All roles have a `debug` key. When `debug==1`, it plays and you decide whether to take its action. When `debug==2`, you will have to generate the action yourself. The actor is always playing so there's no `mode` key for it. For other roles, you can disable them by changing `mode` to false.

```yml
agent:
    actor:
        model: "gpt-4-turbo"
```

determines which model to use.

```yml
agent:
    actor:
        input: ["step", "objective", "previous plans", "interaction history", "current observation"]
```
arranges the input. The list element order matters here and this applies to all the following list input/output specifications.

```yml
agent:
    actor:
        interaction_history:
            verbose: True
            type: ["text"]
            step_num: 3
```
determines the interaction history section input type and modality. You can use `type: ["text", "image"]` to enable multimodality inputs.

```yml
agent:
    actor:
        current_observation:
            type: ["text"]
```
defines the current observation type.

```yml
agent:
    actor:
        output: ["interaction history summary", "observation description", "reason", "action", "observation highlight"]
```
organize the output specifications, and capable LLMs should generate those content, which would be parsed automatically by the code.
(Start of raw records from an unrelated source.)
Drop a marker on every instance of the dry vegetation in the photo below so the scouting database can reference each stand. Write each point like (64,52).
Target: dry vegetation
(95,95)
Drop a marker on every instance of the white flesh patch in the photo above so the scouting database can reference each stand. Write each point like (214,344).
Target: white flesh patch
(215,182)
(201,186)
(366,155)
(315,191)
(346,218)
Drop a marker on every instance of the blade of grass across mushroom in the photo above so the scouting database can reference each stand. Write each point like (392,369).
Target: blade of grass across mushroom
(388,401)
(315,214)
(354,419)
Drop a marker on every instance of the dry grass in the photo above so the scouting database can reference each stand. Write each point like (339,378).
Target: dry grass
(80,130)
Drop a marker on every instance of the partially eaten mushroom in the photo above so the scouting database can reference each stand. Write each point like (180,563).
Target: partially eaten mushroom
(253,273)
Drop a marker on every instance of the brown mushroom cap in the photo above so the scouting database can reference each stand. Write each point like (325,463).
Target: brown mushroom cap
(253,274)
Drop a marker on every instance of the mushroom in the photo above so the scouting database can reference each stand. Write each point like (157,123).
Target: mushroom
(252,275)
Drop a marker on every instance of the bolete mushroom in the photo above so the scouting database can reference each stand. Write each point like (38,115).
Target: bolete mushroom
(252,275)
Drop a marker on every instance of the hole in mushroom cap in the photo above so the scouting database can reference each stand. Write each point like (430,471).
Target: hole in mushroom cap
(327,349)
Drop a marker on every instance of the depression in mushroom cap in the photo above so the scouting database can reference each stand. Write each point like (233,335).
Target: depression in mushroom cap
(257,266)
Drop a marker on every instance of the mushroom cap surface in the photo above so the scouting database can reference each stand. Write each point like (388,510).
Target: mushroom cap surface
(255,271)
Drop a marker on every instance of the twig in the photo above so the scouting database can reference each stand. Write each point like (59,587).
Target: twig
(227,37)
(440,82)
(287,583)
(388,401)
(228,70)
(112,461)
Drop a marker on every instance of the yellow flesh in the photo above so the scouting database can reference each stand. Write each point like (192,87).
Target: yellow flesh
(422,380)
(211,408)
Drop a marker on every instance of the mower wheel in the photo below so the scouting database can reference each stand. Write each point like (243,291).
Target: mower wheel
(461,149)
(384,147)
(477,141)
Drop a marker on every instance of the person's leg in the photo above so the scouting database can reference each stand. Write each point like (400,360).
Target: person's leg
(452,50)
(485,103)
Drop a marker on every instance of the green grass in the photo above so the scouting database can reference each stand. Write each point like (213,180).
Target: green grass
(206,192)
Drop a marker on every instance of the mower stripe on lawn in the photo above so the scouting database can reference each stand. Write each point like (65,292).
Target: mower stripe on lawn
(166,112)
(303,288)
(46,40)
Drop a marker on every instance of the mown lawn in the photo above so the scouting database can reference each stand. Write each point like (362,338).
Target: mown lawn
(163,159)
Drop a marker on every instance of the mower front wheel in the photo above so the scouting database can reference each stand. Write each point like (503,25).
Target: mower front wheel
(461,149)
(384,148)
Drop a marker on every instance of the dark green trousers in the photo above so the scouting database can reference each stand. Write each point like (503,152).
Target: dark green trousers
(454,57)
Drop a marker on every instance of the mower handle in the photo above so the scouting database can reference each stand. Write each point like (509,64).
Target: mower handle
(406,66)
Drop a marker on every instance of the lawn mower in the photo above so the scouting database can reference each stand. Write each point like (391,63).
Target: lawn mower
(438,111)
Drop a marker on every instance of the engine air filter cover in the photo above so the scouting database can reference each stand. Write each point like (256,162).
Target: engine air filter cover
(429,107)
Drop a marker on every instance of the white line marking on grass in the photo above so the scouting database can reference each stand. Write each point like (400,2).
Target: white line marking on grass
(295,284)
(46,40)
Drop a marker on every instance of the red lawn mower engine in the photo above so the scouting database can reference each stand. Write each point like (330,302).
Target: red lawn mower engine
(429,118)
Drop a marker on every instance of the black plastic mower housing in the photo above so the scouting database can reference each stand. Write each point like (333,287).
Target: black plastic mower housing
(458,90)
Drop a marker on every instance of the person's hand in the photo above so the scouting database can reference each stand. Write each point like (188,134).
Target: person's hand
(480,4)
You only need to add the description for that entry under `AgentOccam/prompts/output_specifications`.

```yml
agent:
    actor:
        planning_command: ["branch", "prune"]
        navigation_command: ["click", "type", "stop", "note", "go_back"]
```
defines the valid actions.

```yml
agent:
    actor:
        play: ["step", "objective", "previous plans", "observation description", "reason", "action"]
        trash: ["objective", "step", "url", "instruction", "online input", "response", "alter ego response"]
```
designates the broadcasting content.

#### Advanced
```yml
agent:
    actor:
        number: 1
```
If you use best-of-**N**-actions with judge, the `number` here defines the **N**.

```yml
agent:
    actor:
        identities:
            identity_0:
                name: "QA"
                model: "gpt-4-turbo"
                output: ["response"]
            identity_1:
                name: "planning"
                model: "gpt-4-turbo"
                planning_command: ["branch", "prune"]
                output: ["interaction history summary", "observation description", "reason", "plan", "observation highlight"]
            identity_2: 
                name: "reflection"
                model: "gpt-4-turbo"
                planning_command: ["branch", "prune"]
                navigation_command: ["click", "type", "stop", "note", "go_back"]
                output: ["interaction history summary", "observation description", "reflection", "reason", "action", "observation highlight"]
```
defines different actors. If you don't want them, comment them.

## Environment
```yml
env:
    fullpage: true
    prune: true
```
If `fullpage==True`, the agent takes the entire page as the input. Remember to add `scroll` to the `navigation_action` list if `fullpage` is disabled.

If `prune==True`, the pipeline carries out observation space alignment.